Updating decision tree for new data Lets say you have trained a decision tree for 40 gigs of data.
On Monday morning you receive 10Gig new data and produce some results quickly
to report to your boss.
Can you update the decision tree using the new data?
or all data has to be used to train the tree
and that would take long, and therefore task is not doable?
If doable how?
if not doable, why?
 A: Given we have a single decision tree that has been trained using an initial dataset, yes, we can theoretically update it using new data instead of retrain it. Practically though, no, it is somewhat of an academic exercise in the use case described.
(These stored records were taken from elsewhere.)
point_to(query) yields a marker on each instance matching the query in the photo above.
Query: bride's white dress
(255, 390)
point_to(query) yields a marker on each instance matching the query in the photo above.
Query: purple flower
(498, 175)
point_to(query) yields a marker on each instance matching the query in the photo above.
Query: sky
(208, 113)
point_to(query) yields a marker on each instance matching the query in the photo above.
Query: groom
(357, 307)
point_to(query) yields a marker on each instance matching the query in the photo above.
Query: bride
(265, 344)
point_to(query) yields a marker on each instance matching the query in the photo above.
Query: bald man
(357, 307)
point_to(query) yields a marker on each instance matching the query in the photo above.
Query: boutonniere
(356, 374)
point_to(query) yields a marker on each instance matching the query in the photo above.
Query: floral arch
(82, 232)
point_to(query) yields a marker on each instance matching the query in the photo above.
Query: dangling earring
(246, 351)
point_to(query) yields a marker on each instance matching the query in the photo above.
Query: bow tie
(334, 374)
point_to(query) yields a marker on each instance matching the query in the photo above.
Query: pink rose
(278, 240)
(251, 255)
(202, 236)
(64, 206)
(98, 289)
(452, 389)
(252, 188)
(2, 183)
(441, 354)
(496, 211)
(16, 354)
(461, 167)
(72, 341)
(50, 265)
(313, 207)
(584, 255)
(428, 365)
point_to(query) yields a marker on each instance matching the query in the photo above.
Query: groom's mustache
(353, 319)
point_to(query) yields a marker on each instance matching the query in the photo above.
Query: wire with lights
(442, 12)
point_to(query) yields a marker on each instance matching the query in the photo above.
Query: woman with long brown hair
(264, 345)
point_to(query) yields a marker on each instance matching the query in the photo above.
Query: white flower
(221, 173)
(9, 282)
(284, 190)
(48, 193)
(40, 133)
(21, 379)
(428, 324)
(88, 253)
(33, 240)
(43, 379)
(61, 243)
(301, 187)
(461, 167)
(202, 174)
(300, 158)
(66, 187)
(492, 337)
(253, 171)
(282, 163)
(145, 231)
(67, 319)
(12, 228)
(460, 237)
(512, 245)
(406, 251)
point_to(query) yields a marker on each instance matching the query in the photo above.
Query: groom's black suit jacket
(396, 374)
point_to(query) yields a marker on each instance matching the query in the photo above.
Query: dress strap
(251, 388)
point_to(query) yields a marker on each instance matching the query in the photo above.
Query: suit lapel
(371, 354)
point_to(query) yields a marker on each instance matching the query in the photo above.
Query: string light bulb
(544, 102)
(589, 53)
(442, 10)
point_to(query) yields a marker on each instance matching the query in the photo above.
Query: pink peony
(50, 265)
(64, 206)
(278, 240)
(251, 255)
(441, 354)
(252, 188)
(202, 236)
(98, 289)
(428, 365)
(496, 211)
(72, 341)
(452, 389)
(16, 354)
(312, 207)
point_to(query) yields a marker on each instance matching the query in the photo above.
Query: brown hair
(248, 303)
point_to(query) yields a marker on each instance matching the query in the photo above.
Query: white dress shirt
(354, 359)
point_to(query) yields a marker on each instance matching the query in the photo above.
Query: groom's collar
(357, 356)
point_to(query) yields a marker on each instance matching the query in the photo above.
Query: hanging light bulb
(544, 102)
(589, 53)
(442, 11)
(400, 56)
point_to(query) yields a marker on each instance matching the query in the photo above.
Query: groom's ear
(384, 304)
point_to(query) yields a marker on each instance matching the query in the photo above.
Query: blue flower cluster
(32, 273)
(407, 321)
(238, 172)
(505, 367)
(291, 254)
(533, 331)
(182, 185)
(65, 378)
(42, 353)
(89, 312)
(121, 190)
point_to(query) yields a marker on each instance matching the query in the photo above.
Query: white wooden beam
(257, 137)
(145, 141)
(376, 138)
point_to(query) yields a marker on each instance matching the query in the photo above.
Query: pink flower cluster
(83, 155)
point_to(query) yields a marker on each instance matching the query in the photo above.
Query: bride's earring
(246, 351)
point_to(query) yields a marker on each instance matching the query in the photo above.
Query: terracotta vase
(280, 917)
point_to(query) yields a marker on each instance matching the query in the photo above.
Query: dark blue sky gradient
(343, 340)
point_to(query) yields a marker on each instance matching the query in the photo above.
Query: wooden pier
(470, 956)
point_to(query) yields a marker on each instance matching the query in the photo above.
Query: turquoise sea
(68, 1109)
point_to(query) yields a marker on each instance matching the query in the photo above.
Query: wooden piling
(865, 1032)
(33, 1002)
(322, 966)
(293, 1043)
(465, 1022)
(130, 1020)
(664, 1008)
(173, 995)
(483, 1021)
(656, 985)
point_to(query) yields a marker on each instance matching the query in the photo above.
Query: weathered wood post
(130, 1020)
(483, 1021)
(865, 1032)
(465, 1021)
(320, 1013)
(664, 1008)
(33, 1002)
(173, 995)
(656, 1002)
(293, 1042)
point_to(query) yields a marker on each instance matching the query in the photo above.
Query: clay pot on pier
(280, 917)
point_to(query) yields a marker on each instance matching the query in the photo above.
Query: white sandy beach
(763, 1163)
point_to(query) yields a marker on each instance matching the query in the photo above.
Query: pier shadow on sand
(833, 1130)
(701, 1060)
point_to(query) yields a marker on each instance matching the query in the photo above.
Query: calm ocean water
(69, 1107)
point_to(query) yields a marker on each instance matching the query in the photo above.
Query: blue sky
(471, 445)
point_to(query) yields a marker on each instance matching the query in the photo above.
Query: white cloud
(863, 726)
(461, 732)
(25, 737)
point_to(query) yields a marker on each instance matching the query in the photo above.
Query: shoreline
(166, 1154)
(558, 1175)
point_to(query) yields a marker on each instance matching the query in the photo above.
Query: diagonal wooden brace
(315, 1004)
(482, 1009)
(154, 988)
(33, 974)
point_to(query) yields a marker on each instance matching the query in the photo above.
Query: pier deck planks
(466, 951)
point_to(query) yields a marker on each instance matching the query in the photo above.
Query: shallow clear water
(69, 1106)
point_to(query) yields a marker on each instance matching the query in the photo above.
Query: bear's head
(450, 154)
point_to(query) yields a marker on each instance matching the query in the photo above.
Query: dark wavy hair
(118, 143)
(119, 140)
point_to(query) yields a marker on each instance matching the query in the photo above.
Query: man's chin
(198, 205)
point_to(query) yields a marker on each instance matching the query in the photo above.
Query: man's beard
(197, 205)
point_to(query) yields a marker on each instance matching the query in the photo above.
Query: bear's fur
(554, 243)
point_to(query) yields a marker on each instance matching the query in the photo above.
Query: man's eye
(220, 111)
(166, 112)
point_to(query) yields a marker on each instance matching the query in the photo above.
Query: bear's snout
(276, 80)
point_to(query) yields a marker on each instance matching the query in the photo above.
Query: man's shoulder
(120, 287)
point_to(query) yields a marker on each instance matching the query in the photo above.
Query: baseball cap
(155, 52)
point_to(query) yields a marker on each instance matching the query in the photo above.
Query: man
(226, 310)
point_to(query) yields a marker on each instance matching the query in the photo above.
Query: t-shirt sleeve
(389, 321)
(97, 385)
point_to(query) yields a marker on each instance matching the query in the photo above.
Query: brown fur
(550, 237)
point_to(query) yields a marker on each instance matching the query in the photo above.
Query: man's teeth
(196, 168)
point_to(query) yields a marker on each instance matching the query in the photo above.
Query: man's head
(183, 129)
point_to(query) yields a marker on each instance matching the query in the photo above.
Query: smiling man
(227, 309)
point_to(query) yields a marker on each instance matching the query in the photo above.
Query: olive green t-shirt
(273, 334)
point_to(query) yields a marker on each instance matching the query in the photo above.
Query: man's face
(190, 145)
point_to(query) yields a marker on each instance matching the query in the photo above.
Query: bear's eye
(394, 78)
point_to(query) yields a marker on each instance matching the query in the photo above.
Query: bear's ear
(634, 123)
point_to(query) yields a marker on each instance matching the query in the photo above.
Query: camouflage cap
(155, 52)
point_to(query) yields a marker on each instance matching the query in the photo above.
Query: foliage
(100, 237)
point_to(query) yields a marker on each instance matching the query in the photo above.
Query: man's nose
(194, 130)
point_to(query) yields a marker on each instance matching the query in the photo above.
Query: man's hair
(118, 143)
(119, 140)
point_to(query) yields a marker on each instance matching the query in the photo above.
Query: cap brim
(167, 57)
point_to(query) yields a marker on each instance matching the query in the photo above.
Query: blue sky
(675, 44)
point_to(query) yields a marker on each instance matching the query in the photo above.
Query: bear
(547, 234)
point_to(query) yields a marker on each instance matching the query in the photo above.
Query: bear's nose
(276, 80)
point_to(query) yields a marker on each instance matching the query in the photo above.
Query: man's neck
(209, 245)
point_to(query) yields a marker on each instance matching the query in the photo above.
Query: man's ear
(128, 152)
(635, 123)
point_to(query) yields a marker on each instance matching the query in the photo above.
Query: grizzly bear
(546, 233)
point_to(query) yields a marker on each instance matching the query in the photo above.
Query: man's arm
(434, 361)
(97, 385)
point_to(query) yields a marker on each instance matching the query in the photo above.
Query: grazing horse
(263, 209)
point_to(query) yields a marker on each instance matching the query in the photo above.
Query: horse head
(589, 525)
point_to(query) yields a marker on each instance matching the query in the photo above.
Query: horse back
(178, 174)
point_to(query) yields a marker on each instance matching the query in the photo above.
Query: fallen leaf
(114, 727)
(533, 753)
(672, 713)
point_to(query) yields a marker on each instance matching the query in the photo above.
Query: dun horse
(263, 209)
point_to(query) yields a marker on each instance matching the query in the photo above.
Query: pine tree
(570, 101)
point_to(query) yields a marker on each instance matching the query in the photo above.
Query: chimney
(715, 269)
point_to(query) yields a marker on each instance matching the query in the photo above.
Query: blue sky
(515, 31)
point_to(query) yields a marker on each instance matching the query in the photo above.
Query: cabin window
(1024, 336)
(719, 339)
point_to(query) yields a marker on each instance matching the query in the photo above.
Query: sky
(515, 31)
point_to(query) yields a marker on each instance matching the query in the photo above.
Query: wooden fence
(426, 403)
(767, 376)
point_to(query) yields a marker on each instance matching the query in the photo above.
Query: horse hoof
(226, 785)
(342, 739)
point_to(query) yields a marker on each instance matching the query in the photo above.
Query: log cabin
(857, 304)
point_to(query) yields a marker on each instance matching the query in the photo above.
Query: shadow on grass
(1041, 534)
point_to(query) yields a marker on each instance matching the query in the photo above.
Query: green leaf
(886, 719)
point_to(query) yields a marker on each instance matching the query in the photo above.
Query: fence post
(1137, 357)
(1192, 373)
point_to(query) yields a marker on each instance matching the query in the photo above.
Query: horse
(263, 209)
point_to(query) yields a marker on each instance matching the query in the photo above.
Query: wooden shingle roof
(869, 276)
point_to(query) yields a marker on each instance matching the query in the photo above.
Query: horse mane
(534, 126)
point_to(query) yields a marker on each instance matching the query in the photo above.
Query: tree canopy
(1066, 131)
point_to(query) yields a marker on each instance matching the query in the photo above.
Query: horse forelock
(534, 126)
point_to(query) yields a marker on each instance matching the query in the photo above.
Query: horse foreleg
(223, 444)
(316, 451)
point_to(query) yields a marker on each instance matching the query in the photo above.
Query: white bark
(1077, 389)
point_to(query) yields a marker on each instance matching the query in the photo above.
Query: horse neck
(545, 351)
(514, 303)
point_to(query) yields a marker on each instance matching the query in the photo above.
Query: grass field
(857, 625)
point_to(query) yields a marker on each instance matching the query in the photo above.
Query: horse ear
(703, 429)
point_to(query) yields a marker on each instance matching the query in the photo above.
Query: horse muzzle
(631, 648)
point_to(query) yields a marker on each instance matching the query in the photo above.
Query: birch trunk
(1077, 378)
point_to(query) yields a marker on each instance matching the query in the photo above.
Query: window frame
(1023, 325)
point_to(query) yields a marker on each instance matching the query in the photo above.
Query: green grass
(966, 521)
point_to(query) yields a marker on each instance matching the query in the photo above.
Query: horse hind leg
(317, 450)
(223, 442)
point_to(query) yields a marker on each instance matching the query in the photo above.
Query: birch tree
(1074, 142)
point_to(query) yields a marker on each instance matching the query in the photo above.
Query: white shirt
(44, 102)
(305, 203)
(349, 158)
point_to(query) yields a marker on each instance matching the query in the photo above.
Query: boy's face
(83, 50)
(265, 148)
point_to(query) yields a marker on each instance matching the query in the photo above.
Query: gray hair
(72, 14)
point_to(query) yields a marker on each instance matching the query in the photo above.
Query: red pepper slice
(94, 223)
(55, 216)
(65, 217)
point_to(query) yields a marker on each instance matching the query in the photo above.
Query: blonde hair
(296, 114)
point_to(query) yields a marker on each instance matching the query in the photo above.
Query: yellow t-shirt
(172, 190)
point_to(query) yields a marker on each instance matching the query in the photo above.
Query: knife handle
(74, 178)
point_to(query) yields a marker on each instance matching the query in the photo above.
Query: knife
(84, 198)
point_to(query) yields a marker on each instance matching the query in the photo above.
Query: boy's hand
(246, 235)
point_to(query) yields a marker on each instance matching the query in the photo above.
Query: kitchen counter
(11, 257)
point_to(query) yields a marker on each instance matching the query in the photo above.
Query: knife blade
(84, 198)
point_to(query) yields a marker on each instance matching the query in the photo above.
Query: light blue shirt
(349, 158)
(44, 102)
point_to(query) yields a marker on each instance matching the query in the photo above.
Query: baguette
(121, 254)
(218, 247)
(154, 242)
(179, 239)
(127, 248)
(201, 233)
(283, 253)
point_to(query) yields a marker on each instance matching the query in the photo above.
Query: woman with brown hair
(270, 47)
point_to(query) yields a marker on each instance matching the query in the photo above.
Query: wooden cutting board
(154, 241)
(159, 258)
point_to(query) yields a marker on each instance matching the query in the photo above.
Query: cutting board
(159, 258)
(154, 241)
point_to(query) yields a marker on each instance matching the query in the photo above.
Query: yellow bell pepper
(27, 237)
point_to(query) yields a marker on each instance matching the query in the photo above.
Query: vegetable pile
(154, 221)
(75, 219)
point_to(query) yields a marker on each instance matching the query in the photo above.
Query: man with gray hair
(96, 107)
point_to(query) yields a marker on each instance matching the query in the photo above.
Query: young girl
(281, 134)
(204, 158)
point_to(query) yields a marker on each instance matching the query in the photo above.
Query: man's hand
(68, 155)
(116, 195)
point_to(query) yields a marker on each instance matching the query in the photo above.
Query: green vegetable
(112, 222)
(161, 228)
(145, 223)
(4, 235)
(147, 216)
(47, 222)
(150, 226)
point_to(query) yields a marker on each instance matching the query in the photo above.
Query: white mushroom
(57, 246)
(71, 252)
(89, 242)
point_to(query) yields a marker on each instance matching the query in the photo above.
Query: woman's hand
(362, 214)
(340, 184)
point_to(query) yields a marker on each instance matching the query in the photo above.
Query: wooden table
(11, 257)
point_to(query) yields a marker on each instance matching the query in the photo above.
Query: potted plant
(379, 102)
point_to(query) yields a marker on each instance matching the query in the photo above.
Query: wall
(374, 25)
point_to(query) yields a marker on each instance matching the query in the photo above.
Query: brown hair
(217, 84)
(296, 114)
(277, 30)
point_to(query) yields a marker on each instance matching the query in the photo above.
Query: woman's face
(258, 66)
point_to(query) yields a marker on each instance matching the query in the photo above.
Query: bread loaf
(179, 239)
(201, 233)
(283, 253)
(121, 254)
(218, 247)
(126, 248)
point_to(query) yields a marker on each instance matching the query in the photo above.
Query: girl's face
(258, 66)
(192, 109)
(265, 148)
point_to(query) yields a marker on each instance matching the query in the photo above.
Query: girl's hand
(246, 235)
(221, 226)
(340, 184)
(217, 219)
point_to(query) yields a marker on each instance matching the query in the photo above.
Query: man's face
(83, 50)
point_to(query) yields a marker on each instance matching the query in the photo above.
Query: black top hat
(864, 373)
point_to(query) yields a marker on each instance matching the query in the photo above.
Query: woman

Theoretically it is feasible. There is research on this kind of functionality, particularly on the use of decision trees for data streams. An example method would be UCVFDT (Uncertainty-handling and Concept-adapting Very Fast Decision Trees) by Liang et al., new data are weighted more heavily than priorly known and the tree is rebalanced sequentially. Krawczyk et al. (2017) Ensemble learning for data stream analysis: A survey presents a nice overview on data stream analysis. Boosting approaches lend themselves a bit more naturally to stream data as the concept of "iteration" is more explicit but single tree models are also feasible. Having mentioned the above, if we only have a single batch coming up once a week we might as well retrain the decision tree model we use. The resulting model will be more accurate, better understood, easier to maintain and readily available in almost any programming language.